J'ai regardé ses longs cheveux de blé, lisses mais assez volumineux pour être magnifiques. Ses yeux bruns prenaient des couleurs plus claires sous le soleil couchant. Sa peau déjà bronzée captait plus facilement les rayons du soleil que moi.
Il m'arrivait d'être jalouse d'elle, mais jamais je n'ai pensé qu'elle était superficielle. Elle est si intelligente et maligne. J'aimerais pouvoir faire taire ces gens, j'aimerais être courageuse.
— Eléonore ?
— Oui ? répondit-elle, en jouant avec ma chevelure bouclée.
— Ces gens, est-ce qu'ils t'embêtent ou te détestent-t-ils juste ?
— Ils ne font rien, tu sais, ils ont trop peur de moi. Ils savent bien que je sais me défendre. J'ai juste à les regarder dans les yeux qu'ils les baissent. Ils me détestent en secret, mais je le sais. Ne t'en fais pas pour moi, Ly.
J'ai baissé les yeux sur nos pieds dans l'eau, elle était si gracieuse, contrairement à moi.
— Lyane ? Tu vas bien ?
Je détache mes yeux de la fenêtre, entendant Lucie me sortir de mes pensées.
— Oui, j'ai juste repensé à un truc...
— Ta sœur ?
Elle me rejoint près de la fenêtre, prends ma main dans la sienne.

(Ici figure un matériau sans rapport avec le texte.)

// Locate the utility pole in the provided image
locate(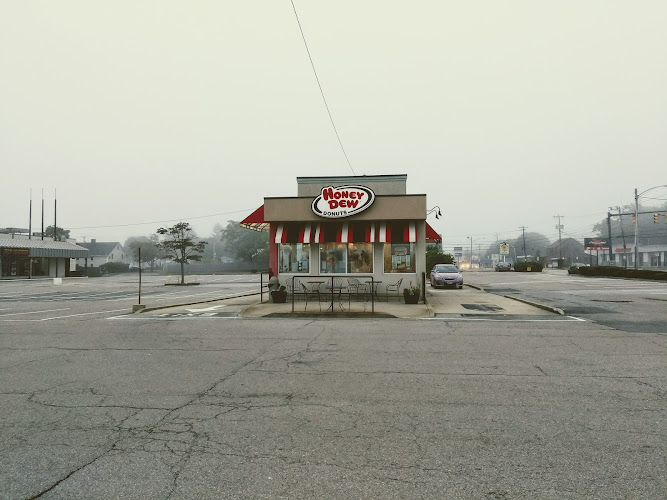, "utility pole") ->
[598,212,614,266]
[609,205,628,267]
[519,226,526,262]
[634,188,640,271]
[554,215,564,269]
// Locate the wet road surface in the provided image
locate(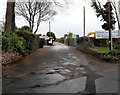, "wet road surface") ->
[2,43,118,94]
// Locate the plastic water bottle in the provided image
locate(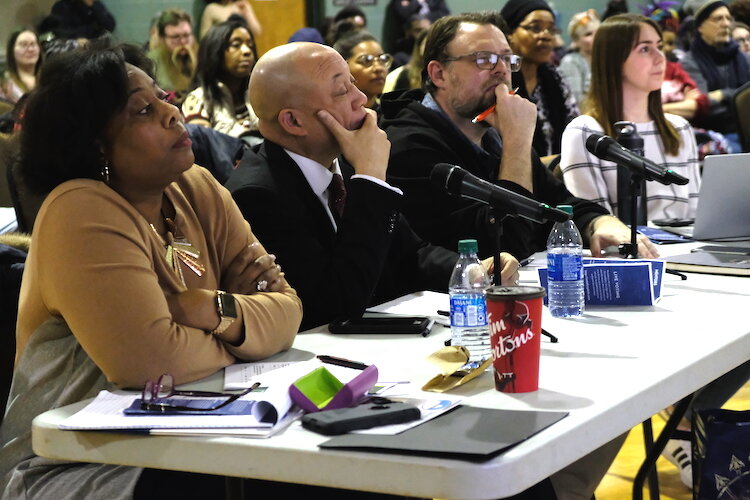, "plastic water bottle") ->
[547,205,584,318]
[448,240,492,363]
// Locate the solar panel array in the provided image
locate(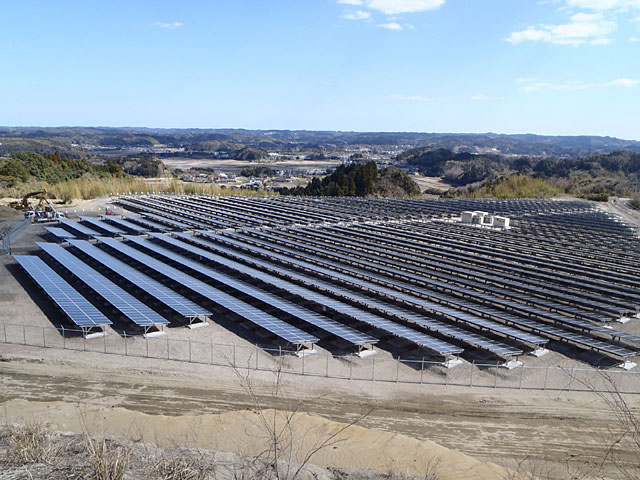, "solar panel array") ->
[69,240,211,317]
[15,195,640,359]
[13,255,111,328]
[38,242,169,326]
[100,236,318,344]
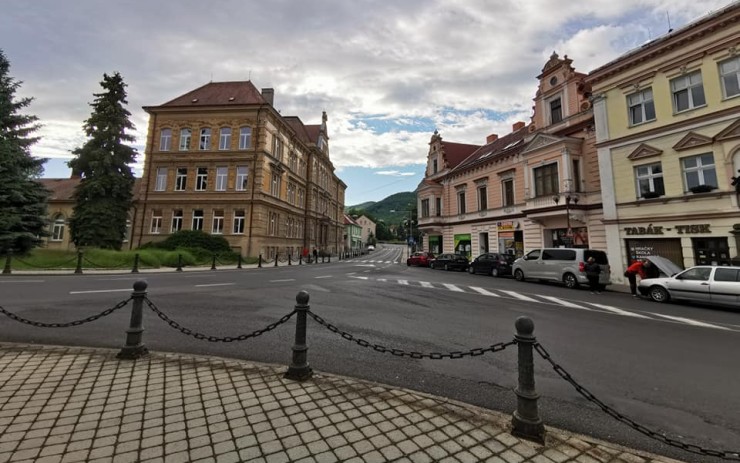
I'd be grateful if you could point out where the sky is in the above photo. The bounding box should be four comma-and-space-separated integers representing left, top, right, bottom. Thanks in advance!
0, 0, 729, 206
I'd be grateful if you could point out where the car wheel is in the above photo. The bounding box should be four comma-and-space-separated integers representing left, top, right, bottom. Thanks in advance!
648, 286, 671, 302
563, 273, 578, 289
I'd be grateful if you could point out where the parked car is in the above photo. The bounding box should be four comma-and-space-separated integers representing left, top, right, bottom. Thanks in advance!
468, 252, 516, 277
406, 252, 434, 267
512, 248, 611, 288
637, 265, 740, 308
429, 253, 469, 272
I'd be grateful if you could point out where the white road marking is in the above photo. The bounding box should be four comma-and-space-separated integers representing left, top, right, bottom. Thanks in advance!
537, 294, 593, 310
442, 283, 465, 293
470, 286, 501, 297
650, 312, 732, 331
499, 289, 537, 302
589, 302, 652, 320
69, 288, 133, 294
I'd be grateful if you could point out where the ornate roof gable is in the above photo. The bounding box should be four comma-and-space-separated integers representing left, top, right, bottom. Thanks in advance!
673, 132, 712, 151
627, 143, 663, 161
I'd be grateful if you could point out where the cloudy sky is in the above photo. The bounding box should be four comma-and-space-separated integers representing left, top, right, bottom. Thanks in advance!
0, 0, 729, 205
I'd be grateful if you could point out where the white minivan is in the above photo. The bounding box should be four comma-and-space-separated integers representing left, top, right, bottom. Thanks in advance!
512, 248, 611, 288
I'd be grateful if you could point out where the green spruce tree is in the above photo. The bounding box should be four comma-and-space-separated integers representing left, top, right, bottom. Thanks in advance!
68, 72, 137, 249
0, 50, 48, 254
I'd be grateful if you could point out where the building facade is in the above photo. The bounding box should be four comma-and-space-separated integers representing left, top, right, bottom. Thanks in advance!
133, 81, 346, 258
586, 3, 740, 280
417, 53, 606, 257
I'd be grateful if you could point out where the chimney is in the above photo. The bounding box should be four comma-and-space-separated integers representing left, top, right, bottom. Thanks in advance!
262, 88, 275, 106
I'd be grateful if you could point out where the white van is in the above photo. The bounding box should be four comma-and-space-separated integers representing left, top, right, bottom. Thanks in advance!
512, 248, 611, 288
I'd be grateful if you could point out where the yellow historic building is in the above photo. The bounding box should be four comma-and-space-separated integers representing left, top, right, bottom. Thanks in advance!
586, 3, 740, 281
417, 53, 606, 257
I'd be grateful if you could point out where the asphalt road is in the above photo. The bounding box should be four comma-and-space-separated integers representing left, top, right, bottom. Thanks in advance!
0, 246, 740, 462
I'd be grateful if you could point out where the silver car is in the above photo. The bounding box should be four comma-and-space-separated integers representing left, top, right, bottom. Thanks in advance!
637, 265, 740, 307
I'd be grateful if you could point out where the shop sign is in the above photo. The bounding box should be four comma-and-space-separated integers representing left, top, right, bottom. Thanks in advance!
624, 223, 711, 236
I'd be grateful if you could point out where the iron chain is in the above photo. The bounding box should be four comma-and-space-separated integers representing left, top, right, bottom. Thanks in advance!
145, 298, 295, 342
307, 310, 516, 360
534, 343, 740, 461
0, 298, 131, 328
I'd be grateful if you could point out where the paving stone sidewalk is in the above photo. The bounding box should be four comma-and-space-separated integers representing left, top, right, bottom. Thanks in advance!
0, 344, 678, 463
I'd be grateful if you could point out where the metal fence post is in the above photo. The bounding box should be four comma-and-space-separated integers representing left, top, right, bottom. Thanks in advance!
75, 251, 82, 273
511, 317, 545, 444
116, 281, 149, 360
3, 250, 13, 275
284, 290, 313, 381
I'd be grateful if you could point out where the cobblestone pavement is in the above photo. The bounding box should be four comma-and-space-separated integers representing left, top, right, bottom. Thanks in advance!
0, 344, 677, 463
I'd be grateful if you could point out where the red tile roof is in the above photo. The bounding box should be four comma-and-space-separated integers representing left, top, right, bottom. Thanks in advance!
153, 80, 267, 107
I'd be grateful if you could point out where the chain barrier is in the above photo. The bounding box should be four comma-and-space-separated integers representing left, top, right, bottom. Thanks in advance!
307, 310, 516, 360
144, 298, 296, 342
534, 343, 740, 461
0, 297, 132, 328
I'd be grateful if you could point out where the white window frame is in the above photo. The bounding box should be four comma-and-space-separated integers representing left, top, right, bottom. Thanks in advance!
218, 127, 231, 151
154, 167, 167, 191
718, 56, 740, 99
671, 71, 707, 113
216, 166, 229, 191
180, 128, 193, 151
627, 87, 655, 126
159, 129, 172, 151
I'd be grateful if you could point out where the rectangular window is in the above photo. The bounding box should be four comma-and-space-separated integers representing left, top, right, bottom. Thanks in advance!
534, 163, 560, 196
232, 209, 244, 235
154, 167, 167, 191
719, 56, 740, 98
478, 186, 488, 211
457, 190, 465, 214
627, 88, 655, 125
501, 178, 514, 207
170, 209, 182, 233
216, 167, 229, 191
151, 209, 162, 235
192, 209, 203, 230
180, 129, 193, 151
550, 97, 563, 124
239, 127, 252, 150
159, 129, 172, 151
234, 166, 248, 191
195, 167, 208, 191
218, 127, 231, 150
211, 209, 224, 235
198, 127, 211, 151
681, 153, 717, 190
671, 71, 706, 113
175, 167, 188, 191
635, 163, 665, 198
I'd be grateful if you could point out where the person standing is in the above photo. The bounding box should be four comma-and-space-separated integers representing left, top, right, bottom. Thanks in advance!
624, 259, 647, 297
584, 257, 601, 294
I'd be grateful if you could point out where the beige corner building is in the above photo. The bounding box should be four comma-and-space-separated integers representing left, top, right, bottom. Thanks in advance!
132, 81, 347, 258
417, 53, 606, 257
586, 2, 740, 280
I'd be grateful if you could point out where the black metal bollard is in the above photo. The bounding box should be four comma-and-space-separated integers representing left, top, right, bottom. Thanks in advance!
75, 251, 82, 273
116, 281, 149, 360
284, 290, 313, 381
3, 251, 13, 275
511, 317, 545, 444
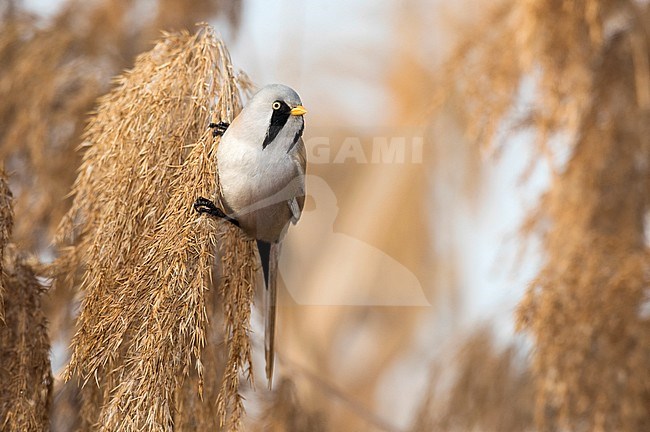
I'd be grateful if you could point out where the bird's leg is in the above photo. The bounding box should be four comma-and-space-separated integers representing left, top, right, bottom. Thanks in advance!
208, 122, 230, 137
194, 197, 239, 226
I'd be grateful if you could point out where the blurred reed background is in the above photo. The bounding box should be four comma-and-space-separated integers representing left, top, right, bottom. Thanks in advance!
0, 0, 650, 432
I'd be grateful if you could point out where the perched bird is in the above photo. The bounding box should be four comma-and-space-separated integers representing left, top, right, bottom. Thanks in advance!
194, 84, 307, 387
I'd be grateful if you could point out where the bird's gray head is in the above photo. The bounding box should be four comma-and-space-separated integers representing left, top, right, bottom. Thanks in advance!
226, 84, 307, 150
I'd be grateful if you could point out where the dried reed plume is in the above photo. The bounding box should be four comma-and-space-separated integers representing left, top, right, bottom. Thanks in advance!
53, 27, 257, 431
432, 0, 650, 431
0, 173, 52, 431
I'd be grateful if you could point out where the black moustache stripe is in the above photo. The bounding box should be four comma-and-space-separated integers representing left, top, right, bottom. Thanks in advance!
262, 102, 291, 149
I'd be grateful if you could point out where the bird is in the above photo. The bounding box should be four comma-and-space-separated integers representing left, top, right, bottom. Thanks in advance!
194, 84, 307, 388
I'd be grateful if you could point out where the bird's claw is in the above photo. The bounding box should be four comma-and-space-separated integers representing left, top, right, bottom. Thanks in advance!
208, 121, 230, 137
194, 197, 239, 226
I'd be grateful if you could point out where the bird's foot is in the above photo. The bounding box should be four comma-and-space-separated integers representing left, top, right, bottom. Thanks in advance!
194, 197, 239, 226
208, 122, 230, 137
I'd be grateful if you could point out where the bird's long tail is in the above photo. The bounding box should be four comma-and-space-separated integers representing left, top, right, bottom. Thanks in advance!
257, 240, 280, 389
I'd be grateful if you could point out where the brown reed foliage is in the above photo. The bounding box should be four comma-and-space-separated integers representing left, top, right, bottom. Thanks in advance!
0, 171, 14, 324
0, 173, 52, 431
0, 0, 241, 350
411, 328, 534, 432
432, 0, 650, 431
53, 27, 257, 431
248, 378, 330, 432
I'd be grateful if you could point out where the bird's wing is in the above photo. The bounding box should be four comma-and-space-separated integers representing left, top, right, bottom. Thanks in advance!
264, 243, 280, 389
288, 138, 307, 225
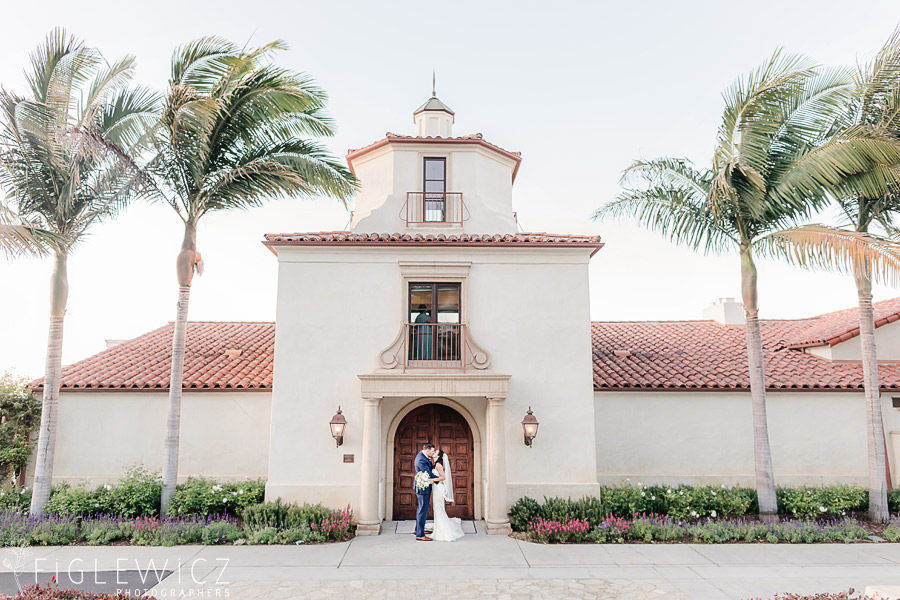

— Ça va aller, Lyane, déclare-t-elle, la voix douce. Nous sommes la meilleure équipe, on trouvera toutes les réponses à nos questions. On trouvera cet argent, et on sauvera ta sœur. Compte sur nous.
— Merci, Lucie. T'es la meilleure.
— T'inquiète. Et si tu as besoin de conseil en amour, je suis là.
Elle agrémente sa phrase d'un clin d'œil, je lève les yeux au ciel et souris à nouveau, en songeant que peut-être, quelqu'un pourrait s'intéresser à moi.